I don’t like the term ‘soft skills’. It gives the impression of something rather vague, fluffy and...well, weak. In reality, soft skills are crucial for building a successful freelance career.  


But first, let’s consider hard skills. Hard skills are the more obvious technical abilities that you bring to the table as a freelancer. For instance, this might mean being a master of photoshop, a makeup guru or an SEO wizard. 


Though it’s hard to swallow, in today’s world, almost anyone with a laptop or smartphone can become an ‘expert’ through some savvy Googling. Whilst clients of course hire you for your specialised expertise, there’s so much more you can do to really stand out, generate repeat business and forge a long-lasting relationship with your clients, regardless of your field. What makes you different?


This is where soft skills come into the picture. So what are they? Broadly, they could be described as interpersonal skills, social skills or emotional intelligence. 


More specifically, they include:


  • Being a good listener

  • Effective communication 

  • Creative thinking

  • Teamwork

  • Conflict resolution

  • Problem-solving

  • Empathy

  • Adaptability

  • Time management

  • Organization 


You wouldn’t need to list all these off in your CV, job proposal or covering letter, but if you can convey that you possess some or all of these attributes, you immediately become much more appealing to clients. 


What’s more, it’s especially important to demonstrate these qualities when working in a remote team, where your personality won’t automatically shine through. 

A brunette woman in an armchair, smiling on the phone whilst also looking at laptop

Imagine this. You’re a client who’s hired a freelancer. Although they do the job itself fine, otherwise you’re getting the bare minimum. They’re slow at replying to emails, and answer with a simple “yup, got it”. They show zero evidence of going the extra mile or bringing fresh ideas to the table, and make no attempt to integrate with other team members. 

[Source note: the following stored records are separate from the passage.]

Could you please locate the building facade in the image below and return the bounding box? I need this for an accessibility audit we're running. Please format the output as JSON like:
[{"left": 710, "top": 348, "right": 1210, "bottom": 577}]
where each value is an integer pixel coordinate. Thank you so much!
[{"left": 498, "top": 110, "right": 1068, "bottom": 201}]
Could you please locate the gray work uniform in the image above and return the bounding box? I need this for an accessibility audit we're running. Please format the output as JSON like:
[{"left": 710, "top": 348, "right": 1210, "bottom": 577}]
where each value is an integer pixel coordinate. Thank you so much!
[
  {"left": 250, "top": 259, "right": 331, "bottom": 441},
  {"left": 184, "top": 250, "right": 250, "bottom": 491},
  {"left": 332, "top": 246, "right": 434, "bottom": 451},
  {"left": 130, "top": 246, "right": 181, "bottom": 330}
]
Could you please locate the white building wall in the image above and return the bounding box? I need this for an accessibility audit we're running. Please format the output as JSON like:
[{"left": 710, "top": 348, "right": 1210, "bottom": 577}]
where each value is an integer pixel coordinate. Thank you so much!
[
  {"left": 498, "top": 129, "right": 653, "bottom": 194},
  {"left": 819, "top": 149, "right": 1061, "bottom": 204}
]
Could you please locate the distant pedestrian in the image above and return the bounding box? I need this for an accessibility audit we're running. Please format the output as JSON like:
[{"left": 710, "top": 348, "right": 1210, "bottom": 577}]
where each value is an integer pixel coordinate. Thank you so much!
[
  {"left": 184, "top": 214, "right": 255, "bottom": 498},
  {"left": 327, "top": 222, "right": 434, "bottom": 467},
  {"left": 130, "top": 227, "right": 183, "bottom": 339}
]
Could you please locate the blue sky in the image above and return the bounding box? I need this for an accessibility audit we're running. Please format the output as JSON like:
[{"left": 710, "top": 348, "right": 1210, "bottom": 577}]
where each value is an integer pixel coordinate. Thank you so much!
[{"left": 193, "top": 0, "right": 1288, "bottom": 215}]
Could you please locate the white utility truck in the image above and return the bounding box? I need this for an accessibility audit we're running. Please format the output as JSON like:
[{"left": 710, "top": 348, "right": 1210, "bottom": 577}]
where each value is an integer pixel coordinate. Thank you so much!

Not exactly inspiring, ey? Chances are, you’re going to start searching for someone else to do the job - someone who instills a greater sense of confidence and trust. Someone who believes in your mission! A freelancer is not an employee, but should still care about the project, the client and their objectives. 


Clients need to know that you’re motivated, passionate and personally invested in their project. It’s not just about meeting deadlines, but being a creative individual who is actively engaged and attentive.


In essence, these so-called ‘soft’ skills mustn’t be underestimated, as they’re the key to making yourself indispensable to your client’s business.